- Film poster
- Directed by: Sonny Atkins; P.H. Bergeron; Brian Hamilton; Matt Purdy; Dan Slater;
- Written by: Matt Purdy; Dan Slater;
- Produced by: Marcus Le; Matt Levine; Jake Raymond;
- Starring: Adam Booth; Natalie Brown; Jonathan Keltz; Sara Mitich; Parveen Kaur;
- Cinematography: Danny Dunlop; Nick Kachibaia; Adam Madrzyk;
- Edited by: Dan Slater
- Music by: Dillon Baldassero
- Production companies: Multiname Productions; Torch Head Productions;
- Release date: April 2, 2017 (UK);
- Running time: 86 minutes
- Country: Canada
- Language: English

= White Night (2017 film) =

White Night is a Canadian anthology film released in 2017. It comprises six stories set during Toronto's Nuit Blanche arts festival. Musical interludes are provided by Stephen Joffe and the indie bands Beams and Birds of Bellwood.

== Reception ==
Critical reception to White Night was lukewarm.

Nows Norman Wilner compared the film's style to the works of Richard Linklater, but felt that its editing could have been tighter.
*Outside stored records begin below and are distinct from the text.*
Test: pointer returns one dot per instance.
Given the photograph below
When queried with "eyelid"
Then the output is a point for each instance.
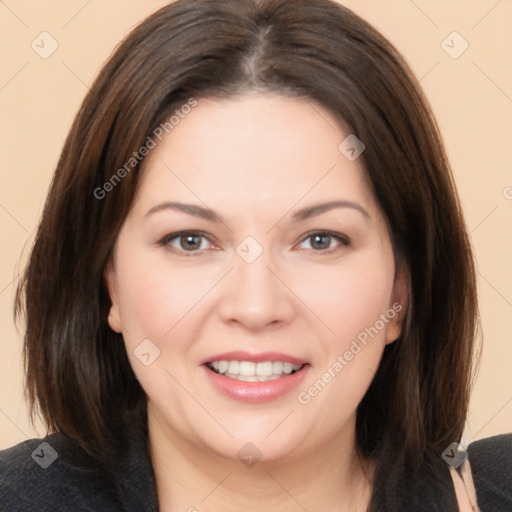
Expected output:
(165, 240)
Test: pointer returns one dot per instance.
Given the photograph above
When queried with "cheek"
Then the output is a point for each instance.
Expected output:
(154, 296)
(351, 298)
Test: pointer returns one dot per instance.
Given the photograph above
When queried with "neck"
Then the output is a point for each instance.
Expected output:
(195, 479)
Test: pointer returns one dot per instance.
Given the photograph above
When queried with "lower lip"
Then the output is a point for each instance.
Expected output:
(256, 392)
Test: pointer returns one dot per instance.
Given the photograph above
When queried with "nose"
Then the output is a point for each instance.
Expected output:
(256, 296)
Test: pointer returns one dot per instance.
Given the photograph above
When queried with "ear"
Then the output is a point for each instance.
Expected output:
(399, 304)
(111, 281)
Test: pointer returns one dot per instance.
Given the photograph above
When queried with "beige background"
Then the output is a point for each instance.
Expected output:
(470, 95)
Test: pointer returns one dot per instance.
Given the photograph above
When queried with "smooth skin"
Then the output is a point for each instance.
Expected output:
(254, 160)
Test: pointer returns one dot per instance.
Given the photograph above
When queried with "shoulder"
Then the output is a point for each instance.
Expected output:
(491, 468)
(52, 474)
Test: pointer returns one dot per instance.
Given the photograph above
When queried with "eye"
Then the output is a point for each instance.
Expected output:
(321, 241)
(185, 241)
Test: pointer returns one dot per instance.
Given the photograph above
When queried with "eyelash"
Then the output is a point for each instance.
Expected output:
(165, 241)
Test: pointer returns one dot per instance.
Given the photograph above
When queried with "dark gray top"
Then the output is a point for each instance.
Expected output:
(59, 476)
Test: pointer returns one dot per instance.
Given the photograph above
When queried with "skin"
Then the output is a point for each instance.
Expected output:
(254, 160)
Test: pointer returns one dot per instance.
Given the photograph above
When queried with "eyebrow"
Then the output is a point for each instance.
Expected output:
(298, 216)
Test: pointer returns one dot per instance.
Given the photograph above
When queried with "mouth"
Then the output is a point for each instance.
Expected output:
(250, 371)
(254, 378)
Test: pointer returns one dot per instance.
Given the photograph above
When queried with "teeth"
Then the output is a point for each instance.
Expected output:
(248, 371)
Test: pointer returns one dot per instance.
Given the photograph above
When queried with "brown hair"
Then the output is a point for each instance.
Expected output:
(77, 371)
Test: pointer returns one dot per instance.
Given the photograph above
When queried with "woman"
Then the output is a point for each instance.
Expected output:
(252, 287)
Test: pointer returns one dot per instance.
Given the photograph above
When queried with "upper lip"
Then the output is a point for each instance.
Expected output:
(260, 357)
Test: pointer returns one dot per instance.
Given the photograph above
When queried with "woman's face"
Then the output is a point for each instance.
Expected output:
(251, 266)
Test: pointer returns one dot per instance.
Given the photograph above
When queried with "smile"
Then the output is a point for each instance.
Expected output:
(249, 371)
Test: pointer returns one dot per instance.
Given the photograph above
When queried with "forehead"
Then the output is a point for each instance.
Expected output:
(253, 151)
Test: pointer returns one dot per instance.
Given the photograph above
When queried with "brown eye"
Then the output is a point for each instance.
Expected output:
(322, 241)
(185, 241)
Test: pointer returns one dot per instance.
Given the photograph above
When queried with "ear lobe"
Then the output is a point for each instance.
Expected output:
(110, 280)
(399, 304)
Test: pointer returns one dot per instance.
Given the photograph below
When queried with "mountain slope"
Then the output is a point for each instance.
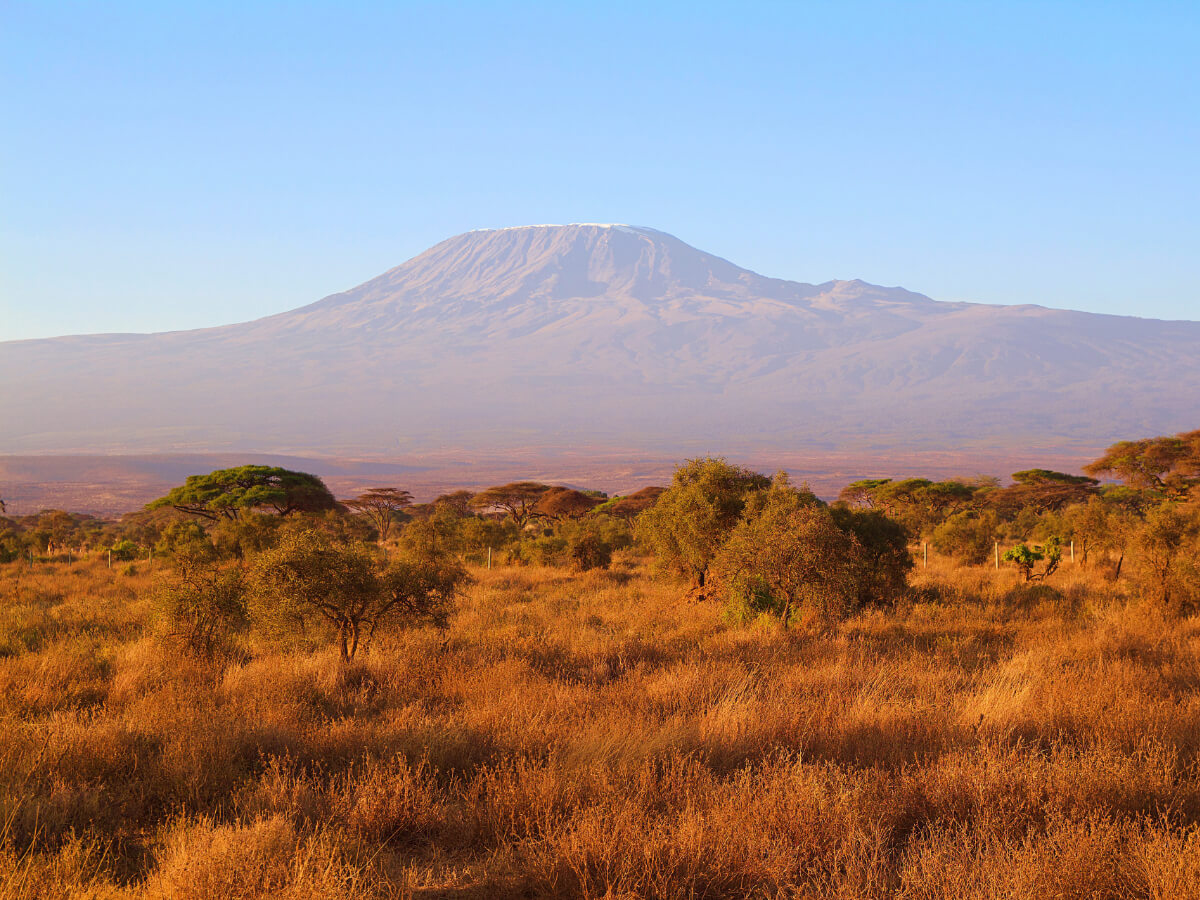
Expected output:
(606, 335)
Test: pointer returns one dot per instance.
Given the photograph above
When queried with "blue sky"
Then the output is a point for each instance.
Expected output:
(183, 165)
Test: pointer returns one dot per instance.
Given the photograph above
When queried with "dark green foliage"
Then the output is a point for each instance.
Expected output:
(969, 537)
(789, 558)
(228, 493)
(1041, 490)
(883, 559)
(1167, 465)
(382, 507)
(565, 503)
(203, 604)
(629, 508)
(589, 551)
(310, 583)
(516, 499)
(1026, 558)
(124, 551)
(694, 517)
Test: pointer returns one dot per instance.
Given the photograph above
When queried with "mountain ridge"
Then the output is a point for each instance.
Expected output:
(610, 335)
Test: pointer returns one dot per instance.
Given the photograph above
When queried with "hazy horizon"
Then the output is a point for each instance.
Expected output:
(199, 166)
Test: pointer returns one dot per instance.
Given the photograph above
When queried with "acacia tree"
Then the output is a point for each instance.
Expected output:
(309, 581)
(695, 515)
(787, 555)
(227, 493)
(1026, 557)
(381, 505)
(1165, 539)
(517, 499)
(565, 503)
(631, 507)
(1042, 490)
(1170, 465)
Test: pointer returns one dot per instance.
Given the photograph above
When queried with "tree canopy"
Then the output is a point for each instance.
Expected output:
(1043, 490)
(694, 516)
(790, 553)
(565, 503)
(227, 493)
(309, 580)
(381, 507)
(1170, 465)
(516, 499)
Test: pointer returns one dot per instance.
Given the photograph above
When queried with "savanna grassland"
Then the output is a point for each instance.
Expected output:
(595, 735)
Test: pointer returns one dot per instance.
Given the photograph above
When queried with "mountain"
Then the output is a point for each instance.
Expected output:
(598, 335)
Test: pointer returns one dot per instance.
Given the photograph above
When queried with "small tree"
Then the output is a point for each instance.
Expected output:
(966, 535)
(381, 507)
(1164, 544)
(559, 503)
(227, 493)
(631, 507)
(1026, 558)
(309, 581)
(695, 515)
(203, 604)
(790, 556)
(883, 558)
(588, 550)
(516, 499)
(1168, 465)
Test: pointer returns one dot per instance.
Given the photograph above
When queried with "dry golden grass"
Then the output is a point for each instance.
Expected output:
(594, 736)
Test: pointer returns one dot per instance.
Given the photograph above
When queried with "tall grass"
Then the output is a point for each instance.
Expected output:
(597, 736)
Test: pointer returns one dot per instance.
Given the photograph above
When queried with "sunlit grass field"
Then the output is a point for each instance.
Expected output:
(598, 736)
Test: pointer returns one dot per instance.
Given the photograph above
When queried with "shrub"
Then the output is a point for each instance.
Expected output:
(791, 557)
(204, 604)
(966, 535)
(695, 515)
(883, 558)
(311, 583)
(1026, 557)
(588, 551)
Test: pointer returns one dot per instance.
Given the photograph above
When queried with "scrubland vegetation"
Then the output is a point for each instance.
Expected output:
(726, 689)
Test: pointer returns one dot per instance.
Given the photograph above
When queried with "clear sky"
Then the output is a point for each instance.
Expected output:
(177, 165)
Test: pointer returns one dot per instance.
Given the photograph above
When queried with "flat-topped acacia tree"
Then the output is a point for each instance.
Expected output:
(517, 499)
(227, 493)
(1169, 465)
(381, 505)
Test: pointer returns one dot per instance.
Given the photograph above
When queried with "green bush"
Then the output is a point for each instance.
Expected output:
(203, 604)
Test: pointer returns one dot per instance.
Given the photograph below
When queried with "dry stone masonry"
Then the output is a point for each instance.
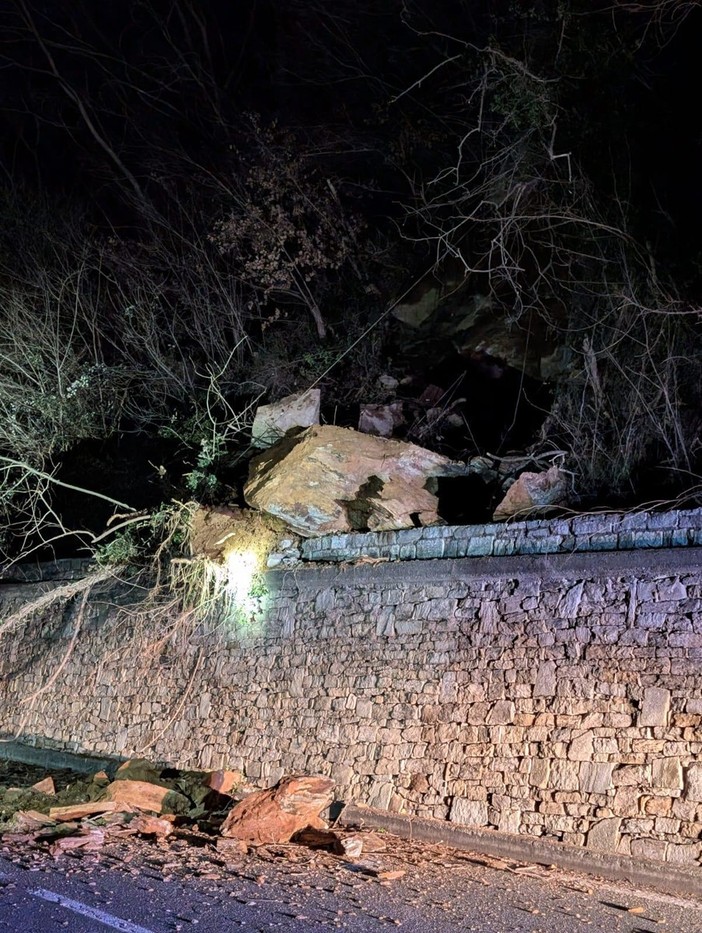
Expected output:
(549, 694)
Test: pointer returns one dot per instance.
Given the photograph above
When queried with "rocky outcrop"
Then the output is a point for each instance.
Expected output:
(328, 479)
(274, 816)
(531, 493)
(273, 421)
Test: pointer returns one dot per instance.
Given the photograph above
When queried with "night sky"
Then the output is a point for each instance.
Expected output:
(248, 188)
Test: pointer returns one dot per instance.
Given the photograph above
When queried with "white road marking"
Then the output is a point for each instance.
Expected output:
(93, 912)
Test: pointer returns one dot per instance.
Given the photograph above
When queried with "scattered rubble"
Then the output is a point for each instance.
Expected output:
(215, 811)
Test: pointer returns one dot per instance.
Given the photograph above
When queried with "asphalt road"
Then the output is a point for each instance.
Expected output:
(154, 890)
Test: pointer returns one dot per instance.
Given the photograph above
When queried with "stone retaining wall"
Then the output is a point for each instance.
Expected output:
(550, 695)
(604, 531)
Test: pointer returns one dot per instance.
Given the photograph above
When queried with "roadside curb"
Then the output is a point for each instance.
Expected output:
(656, 875)
(54, 758)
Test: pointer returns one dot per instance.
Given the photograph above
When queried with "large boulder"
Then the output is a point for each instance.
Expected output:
(273, 816)
(329, 479)
(533, 493)
(271, 422)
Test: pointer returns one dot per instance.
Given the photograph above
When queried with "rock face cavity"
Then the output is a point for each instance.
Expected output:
(327, 479)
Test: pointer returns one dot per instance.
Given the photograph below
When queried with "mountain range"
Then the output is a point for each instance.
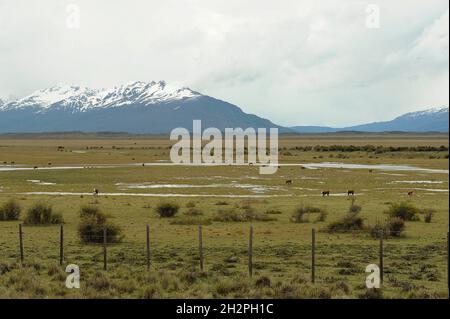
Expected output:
(157, 108)
(430, 120)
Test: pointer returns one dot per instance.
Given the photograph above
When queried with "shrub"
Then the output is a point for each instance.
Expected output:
(322, 216)
(167, 209)
(191, 221)
(42, 214)
(393, 227)
(250, 215)
(10, 210)
(194, 212)
(273, 212)
(403, 210)
(92, 224)
(190, 204)
(247, 215)
(299, 215)
(351, 221)
(227, 216)
(221, 203)
(428, 215)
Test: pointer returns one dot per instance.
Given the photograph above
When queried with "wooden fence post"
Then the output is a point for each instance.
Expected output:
(148, 247)
(250, 252)
(105, 241)
(21, 243)
(61, 245)
(200, 245)
(313, 255)
(381, 257)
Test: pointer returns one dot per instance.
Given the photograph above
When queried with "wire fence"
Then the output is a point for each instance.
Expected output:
(249, 251)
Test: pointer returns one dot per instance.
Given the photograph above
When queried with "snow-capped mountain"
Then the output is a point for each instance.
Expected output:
(136, 107)
(429, 120)
(82, 99)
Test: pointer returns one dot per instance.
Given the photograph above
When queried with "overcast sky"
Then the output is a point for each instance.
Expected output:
(294, 62)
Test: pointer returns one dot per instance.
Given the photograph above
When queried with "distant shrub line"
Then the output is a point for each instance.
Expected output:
(368, 148)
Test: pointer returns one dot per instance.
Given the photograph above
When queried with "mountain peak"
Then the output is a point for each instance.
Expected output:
(431, 111)
(79, 98)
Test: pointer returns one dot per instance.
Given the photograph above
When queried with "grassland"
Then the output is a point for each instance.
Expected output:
(415, 264)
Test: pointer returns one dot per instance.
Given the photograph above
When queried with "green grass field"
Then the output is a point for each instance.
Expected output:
(415, 263)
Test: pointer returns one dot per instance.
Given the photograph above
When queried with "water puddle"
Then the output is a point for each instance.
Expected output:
(153, 195)
(254, 188)
(384, 167)
(39, 182)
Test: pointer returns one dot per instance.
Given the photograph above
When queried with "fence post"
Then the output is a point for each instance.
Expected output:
(105, 241)
(313, 255)
(21, 243)
(148, 247)
(381, 256)
(61, 245)
(250, 252)
(200, 245)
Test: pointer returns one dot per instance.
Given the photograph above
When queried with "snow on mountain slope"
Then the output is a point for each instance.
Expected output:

Bruce DeMara of the Toronto Star enjoyed White Nights music and cinematography, though thought that it seemed like "an extended promo" for Nuit Blanche, and at times found it "a bit wearing, just like the real event."

Gayle MacDonald of The Globe and Mail gave it 2 1/2 stars out of 4, praising the performance of Darrell Faria, but writing "the film doesn't quite pull off the challenge of fusing the visions of five filmmakers into one cohesive whole."